Cada vez que se produce un descubrimiento y/o logro científico en el ámbito experimental y/o aplicado, la prensa repite las mismas cuatro o cinco frases, entre las que destacan:
- “Jugar a ser Dios”,
- “Genio o monstruo”,
- “Esto supone un antes y un después”,
sin olvidar, por supuesto, una serie de errores de comprensión, un puñado de matices ignorados y un amplio repertorio de reflexiones de sobremesa acerca de los límites éticos que deberían regir las investigaciones para proteger a la humanidad de su propia curiosidad.

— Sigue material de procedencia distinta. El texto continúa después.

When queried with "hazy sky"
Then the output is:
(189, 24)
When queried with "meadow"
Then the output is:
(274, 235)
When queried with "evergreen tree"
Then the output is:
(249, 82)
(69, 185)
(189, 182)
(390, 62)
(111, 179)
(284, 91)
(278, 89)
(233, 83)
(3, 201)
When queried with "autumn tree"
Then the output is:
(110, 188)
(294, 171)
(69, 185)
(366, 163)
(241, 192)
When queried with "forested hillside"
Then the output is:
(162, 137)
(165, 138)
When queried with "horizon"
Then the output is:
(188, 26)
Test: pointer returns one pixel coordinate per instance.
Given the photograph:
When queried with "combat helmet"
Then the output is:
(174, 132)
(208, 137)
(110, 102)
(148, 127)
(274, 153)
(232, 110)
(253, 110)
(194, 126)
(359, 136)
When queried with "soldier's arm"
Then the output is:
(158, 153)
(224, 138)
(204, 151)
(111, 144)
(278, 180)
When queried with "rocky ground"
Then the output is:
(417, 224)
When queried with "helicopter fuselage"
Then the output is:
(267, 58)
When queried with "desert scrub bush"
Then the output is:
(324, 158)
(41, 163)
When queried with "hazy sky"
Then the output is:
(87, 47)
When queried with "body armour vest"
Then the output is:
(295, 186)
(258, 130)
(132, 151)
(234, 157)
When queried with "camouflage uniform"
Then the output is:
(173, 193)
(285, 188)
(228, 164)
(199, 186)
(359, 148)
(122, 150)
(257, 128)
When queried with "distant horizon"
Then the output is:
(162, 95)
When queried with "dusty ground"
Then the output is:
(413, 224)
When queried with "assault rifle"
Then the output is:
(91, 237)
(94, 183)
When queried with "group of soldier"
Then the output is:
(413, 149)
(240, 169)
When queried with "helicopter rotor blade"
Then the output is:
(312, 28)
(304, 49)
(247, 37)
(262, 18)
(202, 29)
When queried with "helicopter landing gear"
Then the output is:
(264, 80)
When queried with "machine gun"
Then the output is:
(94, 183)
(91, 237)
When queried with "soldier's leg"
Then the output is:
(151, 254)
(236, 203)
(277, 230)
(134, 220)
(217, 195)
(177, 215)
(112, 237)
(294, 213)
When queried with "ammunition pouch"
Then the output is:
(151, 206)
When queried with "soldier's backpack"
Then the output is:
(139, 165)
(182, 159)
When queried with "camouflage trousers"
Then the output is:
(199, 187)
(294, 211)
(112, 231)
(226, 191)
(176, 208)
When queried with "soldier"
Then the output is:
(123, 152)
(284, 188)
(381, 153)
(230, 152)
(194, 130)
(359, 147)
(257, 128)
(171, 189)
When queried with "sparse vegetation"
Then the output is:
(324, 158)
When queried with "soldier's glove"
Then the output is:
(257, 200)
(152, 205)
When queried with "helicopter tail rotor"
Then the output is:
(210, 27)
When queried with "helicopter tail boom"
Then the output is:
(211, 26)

La ciencia teórica, al no producir ningún engendro tangible (y a pesar de que gracias a ella se planifican los experimentos a partir de los cuales surgen engendros tangibles como la bomba atómica o la oveja Dolly) se ve libre de este tipo de debates estériles que acosan a la investigación experimental. Las supercuerdas no parecen ser el tipo de cosas que amenazan nuestra vida cotidiana… a menos que alguien encuentre la forma de ahorcarnos con ellas
En cambio, desde que el primer homínido encendió una llama, no faltó algún homo deploratio que elevara su queja ante la afrenta que ello supuso al orden natural (o divino, suponiendo que ya hubiese alcanzado ese nivel de pensamiento), anunciando terribles cataclismos flamígeros en el que el planeta entero se vería consumido por un gigantesco incendio desatado por la chispa del ingenio. Asimismo, se condenó la osadía de intentar crear aparatos voladores (“si Dios hubiese querido que voláramos, nos habría dado alas”, solía ser el argumento), se vaticinó el fin del mundo provocado por la energía nuclear que abastece de luz nuestros hogares y, ahora, se predice nuestra aniquilación a manos de un ejército de cyborgs, clones y mutantes comandados por Darth Vader, Roy Batty y Ramón Yarritu.